Senator Jon Ossoff Breaks A Key Battery Bottleneck
The new Georgia Senator saved a battery plant in Georgia, helping to undermine Chinese control over a critical input.
|Matt Stoller||Apr 13||28||12|
Welcome to BIG, a newsletter on the politics of monopoly power. If you’d like to sign up to receive issues over email, you can do so here.
One of the thorniest policy problems to come before the Biden administration is over a new $2.6 billion Korean electric battery plant in Georgia. SK Innovations, a South Korean battery company, was both exporting batteries from Korea, and building a domestic plant to produce batteries, for automakers like Ford. Batteries are a critical input for electric cars, which is the centerpiece of the Biden green energy plan, as well as what everyone knows is the coming electrification of our infrastructure.

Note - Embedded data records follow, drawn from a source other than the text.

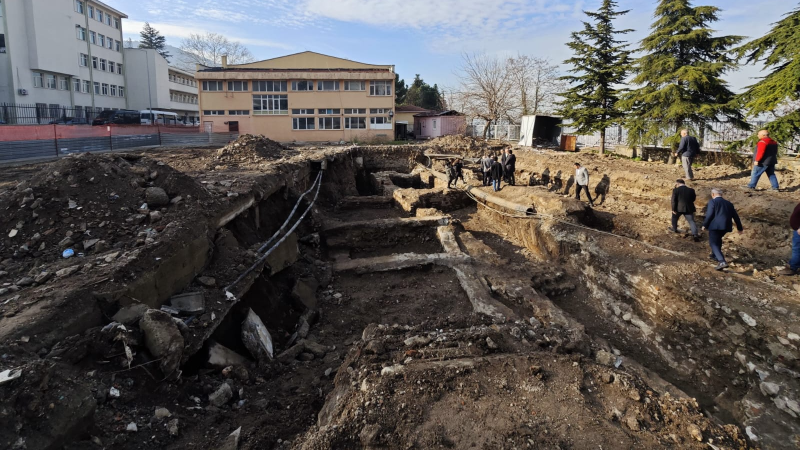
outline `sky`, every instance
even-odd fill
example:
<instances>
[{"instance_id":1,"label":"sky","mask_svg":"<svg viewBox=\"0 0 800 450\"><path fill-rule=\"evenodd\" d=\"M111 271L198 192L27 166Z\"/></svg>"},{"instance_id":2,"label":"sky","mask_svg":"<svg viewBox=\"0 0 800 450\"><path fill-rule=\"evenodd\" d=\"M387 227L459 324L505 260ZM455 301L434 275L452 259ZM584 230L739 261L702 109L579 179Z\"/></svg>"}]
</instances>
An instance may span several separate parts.
<instances>
[{"instance_id":1,"label":"sky","mask_svg":"<svg viewBox=\"0 0 800 450\"><path fill-rule=\"evenodd\" d=\"M410 83L415 74L440 87L458 85L464 52L567 59L565 43L581 28L583 10L600 0L104 0L126 13L125 39L150 22L176 47L190 33L220 33L245 44L257 60L311 50L369 64L394 64ZM631 48L647 35L656 0L618 0L630 12L617 27L632 28ZM760 37L795 0L705 0L722 9L720 34ZM562 69L566 67L562 66ZM734 90L752 84L760 68L728 76Z\"/></svg>"}]
</instances>

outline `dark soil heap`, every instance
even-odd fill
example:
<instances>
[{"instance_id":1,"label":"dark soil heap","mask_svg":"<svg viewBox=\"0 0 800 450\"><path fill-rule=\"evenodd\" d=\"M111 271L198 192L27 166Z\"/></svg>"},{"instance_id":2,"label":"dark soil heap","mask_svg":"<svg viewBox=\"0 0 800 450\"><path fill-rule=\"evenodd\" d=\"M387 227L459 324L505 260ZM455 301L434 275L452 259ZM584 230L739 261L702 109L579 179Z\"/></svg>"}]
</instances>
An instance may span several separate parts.
<instances>
[{"instance_id":1,"label":"dark soil heap","mask_svg":"<svg viewBox=\"0 0 800 450\"><path fill-rule=\"evenodd\" d=\"M452 135L431 139L425 144L431 150L457 152L466 157L481 157L486 152L494 152L509 147L501 141L486 141L472 136Z\"/></svg>"},{"instance_id":2,"label":"dark soil heap","mask_svg":"<svg viewBox=\"0 0 800 450\"><path fill-rule=\"evenodd\" d=\"M246 165L289 156L290 149L263 135L245 134L217 150L210 164Z\"/></svg>"},{"instance_id":3,"label":"dark soil heap","mask_svg":"<svg viewBox=\"0 0 800 450\"><path fill-rule=\"evenodd\" d=\"M14 275L67 249L80 257L145 245L173 222L197 221L210 201L193 179L150 158L63 158L0 193L0 269Z\"/></svg>"}]
</instances>

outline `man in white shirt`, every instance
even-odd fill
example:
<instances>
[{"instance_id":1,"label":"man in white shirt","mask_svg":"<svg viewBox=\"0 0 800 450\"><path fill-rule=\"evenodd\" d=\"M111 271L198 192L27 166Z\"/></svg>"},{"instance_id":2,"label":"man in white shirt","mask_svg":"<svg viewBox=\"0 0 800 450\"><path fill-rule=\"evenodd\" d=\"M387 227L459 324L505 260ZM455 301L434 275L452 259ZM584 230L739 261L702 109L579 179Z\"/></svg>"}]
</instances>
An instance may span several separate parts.
<instances>
[{"instance_id":1,"label":"man in white shirt","mask_svg":"<svg viewBox=\"0 0 800 450\"><path fill-rule=\"evenodd\" d=\"M581 191L586 191L589 205L593 207L592 194L589 193L589 171L585 167L581 167L580 163L575 163L575 198L577 200L581 199Z\"/></svg>"}]
</instances>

Trade law, however, doesn’t let thieves export to the United States. And SK Innovations’ rival, the older and more established LG Energy Solution, accused them of theft. The U.S. International Trade Commission agreed, noting SK Innovations had stolen intellectual property and destroyed documents,. The commission ruled that SK Innovations couldn’t sell batteries in the U.S.
The President can overrule the ITC, but it’s a dicey proposition to do so, because it then means that other countries won’t respect our trade claims when their national interests are involved. It was a really tough decision, because batteries matter and Georgia as a swing state matters. Moreover, this industry is one the Chinese government has explicitly sought to monopolize, because it’s an industry of the future.
The Chinese government doesn’t mess around when it comes to supply chains. The CCP sees control of critical industrial bottlenecks as a means to project geopolitical power, and nowhere is that more evident than in industries of the future. One of the results of the collapse of the free trade consensus is that American policymakers have begun re-shoring supply of such critical inputs, and this Korea-built Georgia factory was one of the higher profile attempts.
Enter Senator Jon Ossoff, the youngest member of the Senate. There’s no other way to say it except that he just worked hard to mediate a settlement, facilitating SK Innovations paying LG a bunch of money and then LG in turn allowing the plant construction to move forward. Ossoff flew to meet SK Innovation’s CEO, prodding him for more than three hours to strike a deal. Ossoff’s staff stayed involved, coordinated with the administration, and Ossoff himself prodded when necessary. After the deal was reached, SK called out Ossoff specifically for his help.
Political leaders who actually try to wield power is a rarity in Washington, because doing so requires an unusual mix of talent, boldness, and ambition. Votes are just one, and not the most important, aspect of wielding power. Convening, cajoling, and working the levers of bureaucracies to achieve something significant is often what matters. It’s what John McCain used to do, which is one reason he was so respected. It’s why Elizabeth Warren is feared, and why Mitch McConnell can run the Republican Party.
I’m very happy to see that the youngest Senator has an attention to bureaucratic details and a focus on what matters. And the results, in this case, speak for themselves.